CONSIDER JOE THE JANITOR
If Joe the janitor made $30,000 on the job last year and a real estate speculator made $30,000 profit on the sale of a house the real estate speculator would only pay taxes on $15,000. Joe, on other hand, would owe tax on his entire $30,000 income.
The $21,800 cheque we don’t get
There doesn’t really seem to be much method to this income tax break madness. In total, personal income tax breaks cost us all $103 billion in 2011. This is roughly as much as the $121 billion in income taxes collected that year. This is a lot to give
away. If the federal government got rid of all personal income tax breaks it would almost double the amount of income tax collected.

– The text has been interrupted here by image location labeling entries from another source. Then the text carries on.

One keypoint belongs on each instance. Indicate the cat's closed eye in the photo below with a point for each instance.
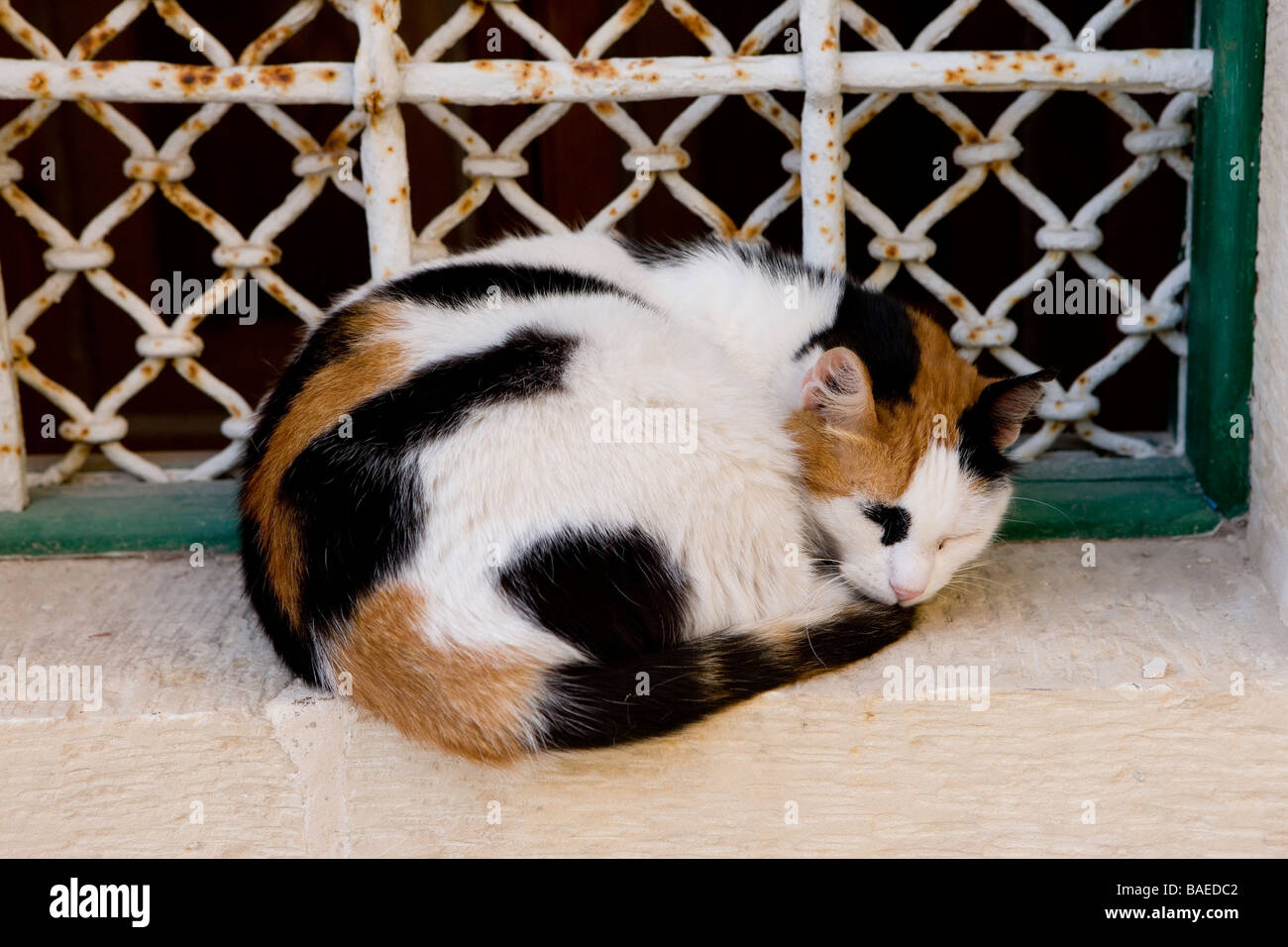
(956, 539)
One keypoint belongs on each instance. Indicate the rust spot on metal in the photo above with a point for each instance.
(263, 43)
(277, 75)
(192, 76)
(94, 40)
(595, 68)
(695, 22)
(634, 11)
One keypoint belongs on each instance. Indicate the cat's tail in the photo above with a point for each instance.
(498, 705)
(589, 705)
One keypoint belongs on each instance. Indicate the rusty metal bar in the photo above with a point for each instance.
(385, 73)
(384, 144)
(507, 81)
(820, 158)
(13, 464)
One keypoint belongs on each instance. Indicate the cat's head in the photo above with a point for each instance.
(909, 488)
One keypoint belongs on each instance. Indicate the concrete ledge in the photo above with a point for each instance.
(204, 746)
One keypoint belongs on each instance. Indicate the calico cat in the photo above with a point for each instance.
(570, 492)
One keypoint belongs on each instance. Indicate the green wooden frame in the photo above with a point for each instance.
(1070, 493)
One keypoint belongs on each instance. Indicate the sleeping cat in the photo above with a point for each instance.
(567, 492)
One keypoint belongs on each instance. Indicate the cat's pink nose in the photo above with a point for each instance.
(906, 594)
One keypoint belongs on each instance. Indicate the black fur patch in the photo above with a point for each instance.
(894, 522)
(330, 342)
(612, 594)
(605, 703)
(977, 431)
(879, 330)
(476, 283)
(360, 500)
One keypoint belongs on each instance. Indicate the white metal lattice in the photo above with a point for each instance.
(384, 73)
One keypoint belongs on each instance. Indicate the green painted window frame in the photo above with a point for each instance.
(1069, 493)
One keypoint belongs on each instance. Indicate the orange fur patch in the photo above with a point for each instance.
(880, 462)
(477, 703)
(336, 388)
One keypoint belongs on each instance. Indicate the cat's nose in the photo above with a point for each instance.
(906, 594)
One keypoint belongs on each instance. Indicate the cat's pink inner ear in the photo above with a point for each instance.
(837, 386)
(1013, 401)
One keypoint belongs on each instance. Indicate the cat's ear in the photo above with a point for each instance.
(1010, 401)
(837, 386)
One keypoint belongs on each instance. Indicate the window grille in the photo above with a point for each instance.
(841, 51)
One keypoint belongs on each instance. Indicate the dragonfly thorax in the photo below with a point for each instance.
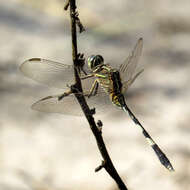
(94, 61)
(117, 100)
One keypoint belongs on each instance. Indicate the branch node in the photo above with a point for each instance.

The result of all this tax finagling and flim flam is captured clearly in the these two paragraphs from the CCPA 59-page November 2016 report, Out of the Shadows/Shining a light on Canada’s unequal distribution of federal tax expenditures:
"From an aggregate perspective, therefore, the $103 billion lost annually to tax expenditures is an embarrassing failure of Canadian tax policy. With the same amount of money the government could send an annual cheque of at least $21,800 to all Canadians, completely eliminating poverty."
"In essence, we have in Canada two federal support programs of roughly equal value: income transfers for the poor and middle class, and tax expenditures for the rich. The first benefits the lower-middle class the most, but spreads widely from the very poorest to the very richest. The second benefits mainly those at the top—a shadow transfer system for Canada’s rich."